Would be it correct to present this as $$\lim_{n\to\infty}\left(\sum_{k = 1}^n\dfrac1{n + k}\right)\,?$$

Answer 1

Would be it correct to present this as $$\lim_{n\to\infty}\left(\sum_{k = 1}^n\dfrac1{n + k}\right)\,?$$

Yes.

Do you know how to calculate

One way it to see that it is an integral.
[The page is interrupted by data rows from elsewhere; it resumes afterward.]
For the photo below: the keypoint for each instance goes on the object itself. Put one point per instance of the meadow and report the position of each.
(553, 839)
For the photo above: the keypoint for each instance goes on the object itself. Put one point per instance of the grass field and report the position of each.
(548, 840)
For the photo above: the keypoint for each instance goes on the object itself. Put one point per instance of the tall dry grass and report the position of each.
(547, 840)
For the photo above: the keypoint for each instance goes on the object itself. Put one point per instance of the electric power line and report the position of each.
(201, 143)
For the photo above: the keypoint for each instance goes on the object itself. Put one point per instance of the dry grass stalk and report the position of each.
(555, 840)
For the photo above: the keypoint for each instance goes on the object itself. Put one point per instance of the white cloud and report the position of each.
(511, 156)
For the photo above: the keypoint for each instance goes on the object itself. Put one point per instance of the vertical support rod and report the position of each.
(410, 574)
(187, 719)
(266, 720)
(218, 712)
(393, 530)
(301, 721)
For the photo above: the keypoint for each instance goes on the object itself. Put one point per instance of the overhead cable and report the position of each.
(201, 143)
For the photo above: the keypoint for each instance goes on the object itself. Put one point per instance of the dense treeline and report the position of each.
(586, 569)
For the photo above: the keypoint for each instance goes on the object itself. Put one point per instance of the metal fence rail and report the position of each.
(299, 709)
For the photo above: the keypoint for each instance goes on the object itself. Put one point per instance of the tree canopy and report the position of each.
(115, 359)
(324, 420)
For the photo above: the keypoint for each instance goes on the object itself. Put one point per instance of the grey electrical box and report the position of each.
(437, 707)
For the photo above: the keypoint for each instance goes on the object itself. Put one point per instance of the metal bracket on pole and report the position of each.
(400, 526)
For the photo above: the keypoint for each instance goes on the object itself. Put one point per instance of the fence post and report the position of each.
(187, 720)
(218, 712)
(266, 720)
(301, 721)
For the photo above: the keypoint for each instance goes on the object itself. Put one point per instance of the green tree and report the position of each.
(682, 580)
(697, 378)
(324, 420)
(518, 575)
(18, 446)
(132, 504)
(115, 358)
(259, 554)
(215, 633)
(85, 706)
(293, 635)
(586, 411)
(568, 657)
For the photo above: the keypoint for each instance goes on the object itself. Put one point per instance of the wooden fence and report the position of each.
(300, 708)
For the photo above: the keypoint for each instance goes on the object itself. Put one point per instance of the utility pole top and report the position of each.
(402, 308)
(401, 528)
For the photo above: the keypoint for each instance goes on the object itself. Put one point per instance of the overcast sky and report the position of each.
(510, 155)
$$\begin{align} \lim_{n\to\infty}\left(\sum_{k = 1}^n\dfrac1{n + k}\right) &= \lim_{n\to\infty}\left(\frac1n\sum_{k = 1}^n\dfrac1{1 + k/n}\right) \\ &= \int_0^1 \frac1{1+x}dx\\ &= \ln(1+x)\Big|_{x=0}^{x=1} = \ln2 - \ln1\\ &= \ln2 \approx 0.693 \end{align}$$ The integral is the limiting process of dividing interval $[0,1]$ in $n$ parts of width $1/n$ and considering the area under the function $f(x) =1/(1+x)$. That area is split into $n$ rectangles of heights $f(x)$ and same widths $1/n$. As $k$ ranges from $1$ to $n$, $k/n$ finally ranges from $0$ to $1$.

Answer 2

HINT

The formula $$H_n=\ln n + \gamma + O\left(\frac1n\right)$$ is derived Apostol's Analytic number theory page 55.

You are looking at the limit of $H_{2n} - H_n$, can you finish this yourself?